In conjunction with the release Wednesday of preliminary station designs for the $1.34 billion Regional Connector, Metro officials launched a new design program aimed at streamlining the look of rail hubs. The approach hinges on what the agency is calling its “kit of parts,” a collection of infrastructure elements and materials, from trash cans to digital display monitors, that will be used to assemble future stations, starting with the three Regional Connector hubs.
The shift aims to get beyond a smorgasbord of materials — red paint and brick floor here, teal tile and a cement landing there and steel and glass somewhere else. The new approach, officials say, will make for a more cohesive look and more efficient maintenance.
“The visual field in general, there’s just a lot of clutter,” said Martha Welborne, Metro’s executive director of countywide planning, said during the presentation at the Los Angeles Times building. “We’re trying to create a framework to organize all this stuff so it doesn’t look quite so cluttered visually and it’s easier for the passenger to find what they need to find.”
The design shift comes in response to a set of directives passed by the Metro board in 2010.
While the designs could evolve over the next year after they’re subjected to community input, the preliminary Regional Connector stations would seem to offer a passenger experience quite different from other Downtown underground stations.
Instead of accessing stations like those for the Red Line via an escalator portal that descends to a mezzanine for ticketing, then further to the platform, Regional Connector riders will get their tickets at street level. Kiosks will be built into aboveground, glass-enclosed station entrances.
While no station will be the same, the three Regional Connector hubs will echo one another through shared materials, namely an emphasis on durable, long-lasting concrete, steel and glass, and drought tolerant plants. The approach is expected to save the agency money in future maintenance savings, though it is unclear whether the kit of parts will lower initial station construction prices.

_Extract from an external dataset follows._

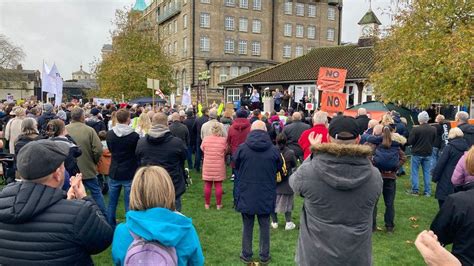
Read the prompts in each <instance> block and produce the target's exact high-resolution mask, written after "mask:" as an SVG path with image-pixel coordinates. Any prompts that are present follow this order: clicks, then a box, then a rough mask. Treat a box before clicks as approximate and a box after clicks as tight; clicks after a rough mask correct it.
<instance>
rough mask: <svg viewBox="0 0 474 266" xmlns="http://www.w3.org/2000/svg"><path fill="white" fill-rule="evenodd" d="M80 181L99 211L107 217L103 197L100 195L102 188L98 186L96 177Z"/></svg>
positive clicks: (98, 182)
mask: <svg viewBox="0 0 474 266" xmlns="http://www.w3.org/2000/svg"><path fill="white" fill-rule="evenodd" d="M82 183H83V184H84V187H85V188H87V189H88V190H89V191H90V192H91V195H92V198H93V199H94V201H95V203H96V204H97V207H99V209H100V211H101V212H102V214H103V215H104V216H105V218H106V219H107V211H106V209H105V203H104V197H103V196H102V190H101V188H100V186H99V182H98V181H97V177H94V178H92V179H84V180H82Z"/></svg>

“We’re still costing it out,” Welborne said. “It’s probably not radically different because we want to use the best materials.”
The Regional Connector is intended to improve connectivity of the existing subway and light-rail network. It will allow passengers to ride from Pasadena to Long Beach, or from East L.A. to Culver City, in one trip. Those rides currently require two transfers.
The new link will extend north from the Seventh Street Metro Center station (where the Red, Purple, Blue and Expo lines converge) and travel under Flower Street. It will curve to Hope Street at Second Street where the first of three new stations will get built. Passengers will exit at Hope Street, behind the under-construction Broad museum.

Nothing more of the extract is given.